Nesosilicate mineral

Gadolinite, sometimes known as ytterbite, is a silicate mineral consisting principally of the silicates of cerium, lanthanum, neodymium, yttrium, beryllium, and iron with the formula (Ce,La,Nd,Y)2FeBe2Si2O10. It is called gadolinite-(Ce) or gadolinite-(Y), depending on the prominent composing element (Y if yttrium predominates, and Ce if cerium). It may contain 35.5% yttria sub-group rare earths, 2.2% ceria earths, as much as to 11.6% BeO, and traces of thorium. It is found in Sweden, Norway, and the US (Texas and Colorado).

==Characteristics==
Gadolinite is fairly rare and typically occurs as well-formed crystals. It is nearly black in color and has a vitreous luster. The hardness is between 6.5 and 7 on the Mohs scale, and the specific gravity is between 4.0 and 4.7. It fractures in a conchoidal pattern and streaks grayish-green. It was also thought to exhibit pyrognomic properties, as it can emit visible light when heated to relatively low temperatures, but the scientific consensus is that this is the product of thermoluminescence.

==Name and discovery==
Gadolinite was named in 1800 for Johan Gadolin, the Finnish mineralogist-chemist who first isolated an oxide of the rare-earth element yttrium from the mineral in 1792. The rare earth gadolinium was also named after him. However, gadolinite does not contain more than trace amounts of gadolinium. When Gadolin analyzed this mineral, he missed an opportunity to discover a second element: the element he thought was aluminium (alumina) was in fact beryllium (beryllia), an element that was not officially identified until 1798.

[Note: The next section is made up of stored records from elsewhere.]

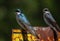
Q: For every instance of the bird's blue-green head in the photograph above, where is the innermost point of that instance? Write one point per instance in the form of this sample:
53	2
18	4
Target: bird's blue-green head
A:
18	11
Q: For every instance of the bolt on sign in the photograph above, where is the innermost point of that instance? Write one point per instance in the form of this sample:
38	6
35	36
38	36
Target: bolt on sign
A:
44	33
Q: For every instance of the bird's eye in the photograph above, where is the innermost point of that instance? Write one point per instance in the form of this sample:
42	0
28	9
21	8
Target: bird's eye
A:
46	10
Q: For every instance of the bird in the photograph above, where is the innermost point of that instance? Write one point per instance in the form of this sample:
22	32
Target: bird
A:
50	21
24	23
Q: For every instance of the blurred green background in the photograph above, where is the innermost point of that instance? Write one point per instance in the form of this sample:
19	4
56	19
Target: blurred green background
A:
32	10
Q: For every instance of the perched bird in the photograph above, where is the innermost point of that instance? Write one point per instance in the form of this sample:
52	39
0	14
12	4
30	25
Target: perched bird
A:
50	21
24	23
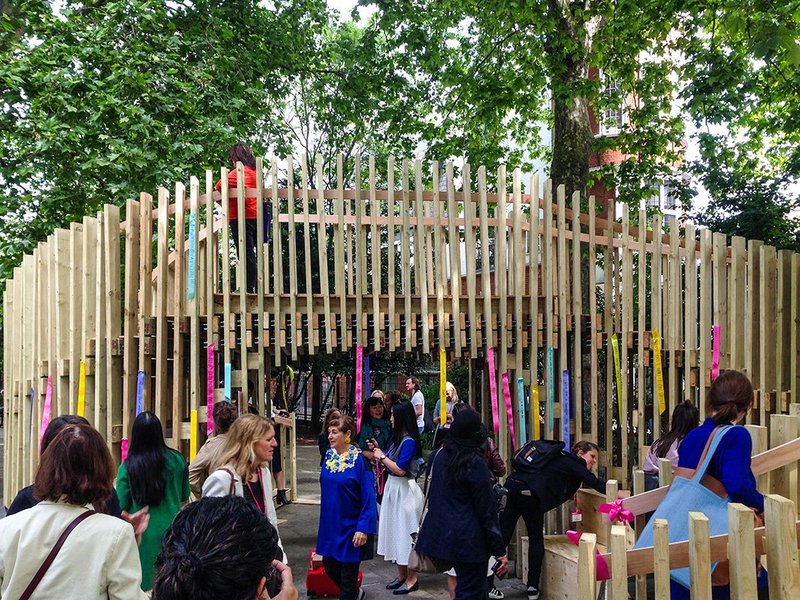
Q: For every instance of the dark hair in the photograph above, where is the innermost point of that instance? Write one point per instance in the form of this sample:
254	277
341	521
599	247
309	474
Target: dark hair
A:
225	414
241	152
76	466
584	446
366	417
730	394
56	425
147	460
405	425
215	549
415	381
685	417
344	424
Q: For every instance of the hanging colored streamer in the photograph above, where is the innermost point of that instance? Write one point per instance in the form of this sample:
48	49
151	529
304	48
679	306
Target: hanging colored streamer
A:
210	390
493	391
48	404
662	406
359	380
31	395
565	400
715	352
367	383
618	371
551	388
442	386
509	410
192	256
521	409
193	436
139	393
82	390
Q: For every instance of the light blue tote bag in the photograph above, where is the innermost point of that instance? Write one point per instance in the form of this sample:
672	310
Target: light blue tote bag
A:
685	496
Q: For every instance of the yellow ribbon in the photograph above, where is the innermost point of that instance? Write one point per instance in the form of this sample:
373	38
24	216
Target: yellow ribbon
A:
618	370
442	386
82	390
659	373
193	437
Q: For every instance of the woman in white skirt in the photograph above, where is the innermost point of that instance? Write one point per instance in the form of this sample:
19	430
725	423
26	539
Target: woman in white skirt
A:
402	499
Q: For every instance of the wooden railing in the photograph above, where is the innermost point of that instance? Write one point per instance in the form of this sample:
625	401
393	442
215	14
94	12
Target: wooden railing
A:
412	268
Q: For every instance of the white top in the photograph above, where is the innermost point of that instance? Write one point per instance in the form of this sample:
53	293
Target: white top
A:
419	400
99	559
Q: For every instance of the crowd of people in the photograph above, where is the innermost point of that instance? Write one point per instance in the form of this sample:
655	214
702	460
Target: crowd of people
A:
87	529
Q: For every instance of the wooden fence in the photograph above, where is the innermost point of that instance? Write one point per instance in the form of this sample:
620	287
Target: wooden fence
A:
588	316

Several elements were discovered as a consequence of lengthy analysis and decomposition of the ore gadolinite. As the ore was progressively analysed, the residue was first given the label ceria, then lanthana, and subsequently yttria, erbia, and terbia. In order of date discovered, the list of elements includes cerium, lanthanum, erbium, terbium, yttrium, ytterbium, holmium, thulium, scandium, praseodymium, neodymium and dysprosium. Several of these new elements were either discovered or isolated by Carl Gustaf Mosander in the 1830s and 1840s.

==Uses==
Gadolinite and euxenite are quite abundant and are future sources of yttrium sub group rare earths. At present, these elements are recovered from monazite concentrates (after recovery of ceria sub-group metals).